Kimberley – Tearing freshly packed morogo (wild spinach leaves) into an orange plastic bowl, Kathrina Olivier remained unapologetic about her decision not to vote in the upcoming local government elections on August 3.
"I have been living here for four years and we are still struggling - nothing has improved in this area," the 34-year-old told News24 on Monday, at her home in the Thomson informal settlement, about 40km outside Kimberley in the Northern Cape.
Dressed in a white T-shirt and blue jeans, Olivier sat on a chair outside her neighbour’s shack, slowly tearing her morogo with her bare hands as she prepared a meal for her family.
When asked whether she was voting in the upcoming local elections, Olivier - who first spoke in Afrikaans and then switched to Tswana - scratched her head and said, "there is no use in voting".

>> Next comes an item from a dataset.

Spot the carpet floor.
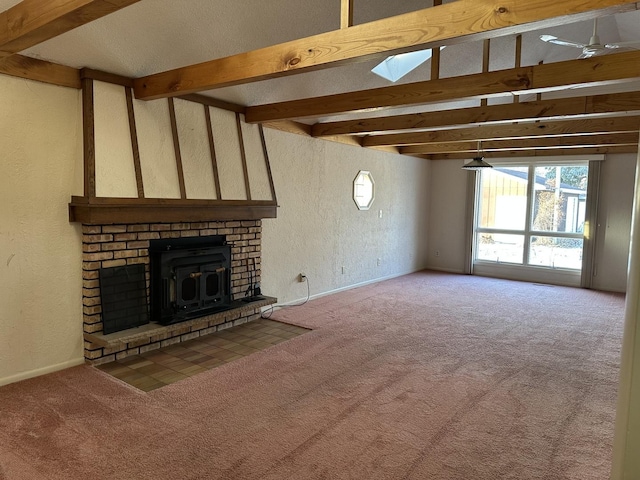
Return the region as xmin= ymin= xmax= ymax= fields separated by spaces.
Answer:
xmin=0 ymin=272 xmax=624 ymax=480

"The ANC has failed us. They were here yesterday [Sunday] making more promises, but we don't trust anyone," she said.
In the dry and dusty informal settlement, the struggle for service delivery has come down to casting a ballot or not, for some residents.

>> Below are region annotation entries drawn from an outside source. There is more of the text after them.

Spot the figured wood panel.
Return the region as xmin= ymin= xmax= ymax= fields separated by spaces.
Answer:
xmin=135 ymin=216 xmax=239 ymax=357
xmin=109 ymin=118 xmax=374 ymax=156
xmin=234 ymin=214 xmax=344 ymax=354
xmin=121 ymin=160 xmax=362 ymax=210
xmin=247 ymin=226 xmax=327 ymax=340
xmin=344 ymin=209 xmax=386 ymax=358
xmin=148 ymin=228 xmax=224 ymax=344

Nearby, a group of young boys were playing soccer on a dusty field lined with dried yellow grass.
Two adults and a child slowly walked past the field, carrying firewood stuffed inside plastic bags.

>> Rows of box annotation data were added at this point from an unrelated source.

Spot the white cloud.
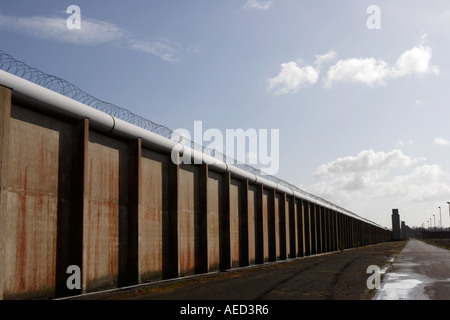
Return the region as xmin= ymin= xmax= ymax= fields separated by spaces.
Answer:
xmin=0 ymin=14 xmax=192 ymax=62
xmin=433 ymin=137 xmax=450 ymax=146
xmin=244 ymin=0 xmax=272 ymax=10
xmin=390 ymin=45 xmax=439 ymax=78
xmin=315 ymin=50 xmax=336 ymax=68
xmin=325 ymin=58 xmax=389 ymax=87
xmin=268 ymin=61 xmax=319 ymax=94
xmin=325 ymin=42 xmax=439 ymax=87
xmin=0 ymin=15 xmax=125 ymax=45
xmin=303 ymin=150 xmax=450 ymax=227
xmin=316 ymin=149 xmax=424 ymax=178
xmin=397 ymin=139 xmax=413 ymax=146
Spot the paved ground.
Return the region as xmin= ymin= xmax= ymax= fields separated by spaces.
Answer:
xmin=374 ymin=239 xmax=450 ymax=300
xmin=69 ymin=241 xmax=406 ymax=300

"The only party that we know is the ANC, and if I don’t want to vote for the ANC, then I am not voting for anyone else,” said Safariena Thisi, while playing cards with a young girl, close to her neatly kept shack.
The shack’s lounge was decorated with pictures of her daughter’s wedding, at least two crucifixes, drinking glasses and a painting of The Last Supper.
Thisi told News24 that the only time she saw change in the area was when the late Nelson Mandela was president.
The 66-year-old pointed at a primary school, a few metres from her home, and said the community had fought to get it.
Thisi has been living in the informal settlement for 16 years.
"I am not voting. I have had enough of empty promises. I don't see any use in voting because government is not doing anything for us. I don’t want to vote for any political party," she said, while glancing at her hands and rubbing her knees repeatedly.
"People die in this area because ambulances don’t reach us on time – we don’t have access to water and electricity and we have been voting for those things for a while – in this past five years, we are still crying for the same things even today."
Describing their plight, Thisi said water, electricity and toilets were a major concern in the area.
“Those things don’t satisfy us and the ANC is lying to us and they want us to listen to their promises. I am fed up; 16 years living in [an informal settlement] and we are still in darkness. We are struggling. We don’t have toilets. We dug our own toilets."
Another woman, who was seen hanging clothes a few metres away on the line, said she was unsure if she wanted to participate in the upcoming local elections.
The visibly shy elderly woman refused to comment further, then turned back to continue with her laundry, while her two dogs lay in the sun and a rooster roamed the yard.
A few metres from where she was, a group of young men gathered and a young boy pushed a wheelbarrow with empty buckets in it.